Later in the day, the US will release ISM Manufacturing PMI, a key indicator. Little change is expected in the July reading, with an estimate of 53.1 points.
The US dollar was broadly lower on Friday, courtesy of a surprisingly soft US GDP report. Preliminary GDP for the second quarter was projected at 2.6%, but posted a much smaller gain of 1.6%. The yen jumped all over the greenback, gaining almost 300 points on Friday.
This marked the end of a banner week for the Japanese currency, as USD/JPY plunged some 430 points last week, its sharpest weekly decline since February. The soft reading not only pushed the dollar lower, but has dampened enthusiasm regarding a rate hike by the Fed, which last week stayed on the sidelines yet again.
On Monday, FOMC William Dudley, a close ally of Janet Yellen, said that the Brexit fallout posed a risk to the US economy and urged the Fed to proceed with caution before raising interest rates.
The US will release wage growth and nonfarm payrolls later in the week, and these key employment numbers will be carefully monitored by the Fed as it mulls over a possible rate hike. If these releases do not meet expectations, the likelihood a move in September will sharply decrease.
The Bank of Japan had little to say at its policy meeting on Thursday, opting to remain on the sidelines and not utilize its key monetary tools. The bank did not cut interest rates or expand its asset-purchase program, which stands at JPY/80 billion/mth.
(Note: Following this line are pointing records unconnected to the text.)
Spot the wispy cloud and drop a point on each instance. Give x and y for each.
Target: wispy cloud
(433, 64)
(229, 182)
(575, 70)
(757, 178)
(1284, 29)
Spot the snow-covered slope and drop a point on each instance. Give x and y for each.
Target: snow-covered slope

The bank did throw the markets a bone, announcing an increase to its ETF (exchange traded funds) program by 2.7 trillion yen ($26 billion) a year. However, the BoJ’s failure to take more aggressive moves in order to kick-start the listless Japanese economy surprised the markets, and the yen responded with gains as high as 2 percent following the policy statement announcement.
One item of interest in the statement was the bank’s intention to implement a comprehensive review of its policy framework due to “considerable uncertainty” over inflation, which has remains at much lower levels than projected by the BoJ.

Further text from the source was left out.